A reader wrote to say he’s surprised I didn’t catch this Kurt Andersen piece from The New York Times the other day. I’m flattered that he thinks me sharp enough to catch everything, and grateful that he sent the link on.
It’s an interesting piece from Andersen, a Baby Boomer, one of the founders of Spy magazine and now the host of the public radio arts and culture program Studio 360. He is not what you’d call a conservative. He reflects on why it is that the 1960s counterculturalists won on all their sociocultural goals, but failed to realize their economic ideals. Andersen theorizes thus:
What has happened politically, economically, culturally and socially since the sea change of the late ’60s isn’t contradictory or incongruous. It’s all of a piece. For hippies and bohemians as for businesspeople and investors, extreme individualism has been triumphant. Selfishness won.

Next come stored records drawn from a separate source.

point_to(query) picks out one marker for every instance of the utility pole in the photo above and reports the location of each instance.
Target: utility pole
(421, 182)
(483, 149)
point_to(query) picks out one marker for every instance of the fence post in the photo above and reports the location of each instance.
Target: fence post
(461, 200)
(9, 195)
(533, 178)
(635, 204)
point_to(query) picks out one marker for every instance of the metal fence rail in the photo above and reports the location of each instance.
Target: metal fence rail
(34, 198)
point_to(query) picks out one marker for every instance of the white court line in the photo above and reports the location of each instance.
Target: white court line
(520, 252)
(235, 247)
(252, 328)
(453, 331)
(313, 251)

Yet each time, thanks to economic crises and reassertions of moral disapproval, a rough equilibrium between individualism and the civic good was restored.
Consider America during the two decades after World War II. Stereotypically but also in fact, the conformist pressures of bourgeois social norms were powerful. To dress or speak or live life in unorthodox, extravagantly individualist ways required real gumption. Yet just as beatniks were rare and freakish, so were proudly money-mad Ayn Randian millionaires. My conservative Republican father thought marginal income tax rates of 91 percent were unfairly high, but he and his friends never dreamed of suggesting they be reduced below, say, 50 percent. Sex outside marriage was shameful, beards and divorce were outré — but so were boasting of one’s wealth and blaming unfortunates for their hard luck. When I was growing up in Omaha, rich people who could afford to build palatial houses did not and wouldn’t dream of paying themselves 200 or 400 times what they paid their employees. Greed as well as homosexuality was a love that dared not speak its name.

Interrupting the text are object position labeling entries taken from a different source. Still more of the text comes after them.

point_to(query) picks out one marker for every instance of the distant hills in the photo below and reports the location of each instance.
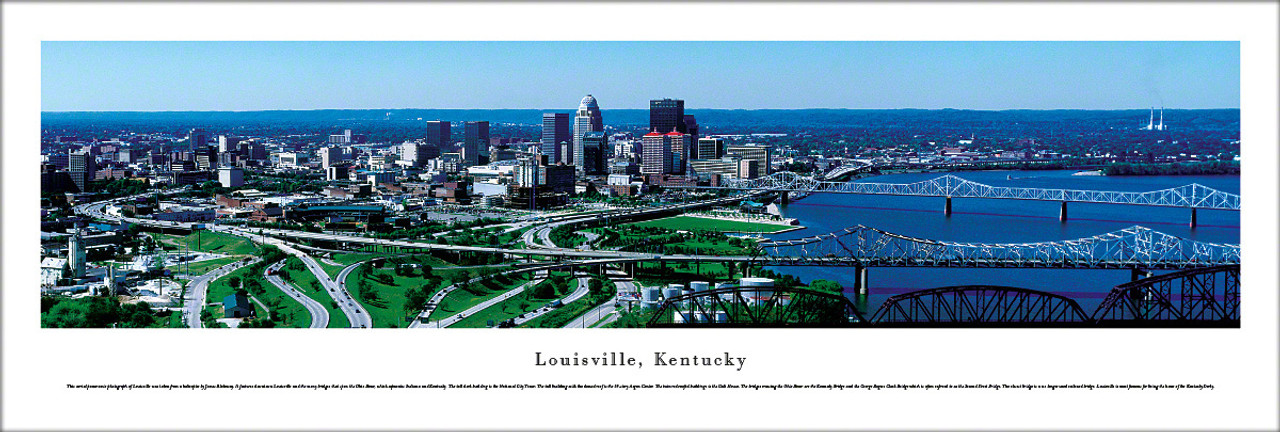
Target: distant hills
(759, 118)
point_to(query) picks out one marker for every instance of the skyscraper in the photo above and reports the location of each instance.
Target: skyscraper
(588, 119)
(81, 166)
(666, 115)
(656, 154)
(557, 128)
(438, 134)
(475, 139)
(709, 148)
(594, 152)
(679, 143)
(197, 138)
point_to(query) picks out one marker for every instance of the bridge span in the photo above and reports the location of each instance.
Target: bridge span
(1192, 196)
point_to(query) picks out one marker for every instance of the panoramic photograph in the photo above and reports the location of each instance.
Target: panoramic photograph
(639, 184)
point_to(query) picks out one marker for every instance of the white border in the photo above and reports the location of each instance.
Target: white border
(1242, 363)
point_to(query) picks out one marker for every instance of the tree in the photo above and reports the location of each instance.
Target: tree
(827, 286)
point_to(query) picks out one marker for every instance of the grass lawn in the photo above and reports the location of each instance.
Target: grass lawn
(560, 317)
(472, 294)
(289, 311)
(210, 242)
(503, 311)
(309, 285)
(204, 266)
(388, 309)
(689, 224)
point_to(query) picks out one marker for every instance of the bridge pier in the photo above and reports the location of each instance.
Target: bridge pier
(860, 283)
(1136, 274)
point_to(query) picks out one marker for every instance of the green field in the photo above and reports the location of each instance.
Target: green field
(503, 311)
(690, 223)
(560, 317)
(209, 242)
(389, 307)
(306, 283)
(201, 267)
(472, 294)
(289, 312)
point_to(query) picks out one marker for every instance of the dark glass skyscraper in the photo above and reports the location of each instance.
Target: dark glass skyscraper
(557, 128)
(438, 134)
(475, 141)
(666, 115)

But then came the late 1960s, and over the next two decades American individualism was fully unleashed. A kind of tacit grand bargain was forged between the counterculture and the establishment, between the forever-young and the moneyed.

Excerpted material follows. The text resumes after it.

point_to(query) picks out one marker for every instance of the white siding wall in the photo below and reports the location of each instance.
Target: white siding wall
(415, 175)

Going forward, the youthful masses of every age would be permitted as never before to indulge their self-expressive and hedonistic impulses. But capitalists in return would be unshackled as well, free to indulge their own animal spirits with fewer and fewer fetters in the forms of regulation, taxes or social opprobrium.
Andersen goes on to say that “Do your own thing” is not so different than “every man for himself.”
He might have gone on to say that basically American politics amount to a struggle between the Party of Lust and the Party of Greed. But I did six years ago (and hey, it’s now available on Kindle!)